The cloak flowed around her shoulders as she moved from the vehicle.
He watched her. She lifted her head, a smile lifting her lips as the snow caressed her face. The snow swirled around her, melting against her upturned face.
She looked like a princess, like an ethereal, mystical being not meant for mortal man to touch. Not meant for his hands, so stained with blood, calloused by life and rough with the darkness inside him.
"It's beautiful here." She moved to the front of the car, staring around before turning to him, the sensual perfection of her face touched by shadows and mystery.
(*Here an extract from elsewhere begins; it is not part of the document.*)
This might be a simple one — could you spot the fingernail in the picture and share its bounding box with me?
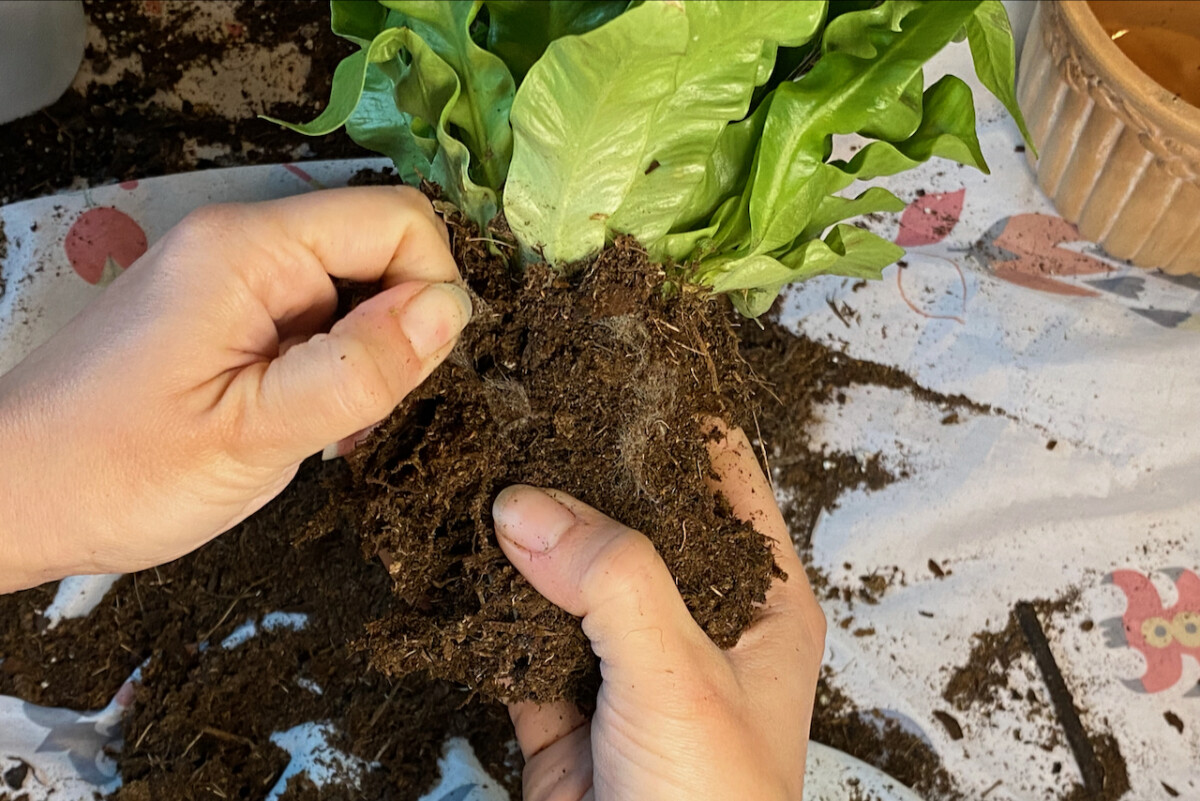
[492,484,575,554]
[400,284,472,360]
Chase moved to her. Not touching her wasn't an option. Not kissing her was impossible. He had to kiss her. Right there, as the snow fell around them, as she was touched by ice and filled with flames, the epitome of every lust-filled fantasy he had ever known.
She would never know what she did to him. How she made him soften inside, made him wish he was different, less hard, less bitter. How much she made him wish he could give in to all the dreams he saw swirling in her eyes.
"I'm going to end up destroying both of us," he muttered, framing her face with his hands, staring down at her, dying inside for her. "Do you know that, Kia? I'll break us both."
He didn't want to break her. He didn't want to see the tears in her eyes that he knew he would cause. And he couldn't bear to see those tears just yet.
He needed this night with her. One more night, one more touch. And he needed it like he needed life.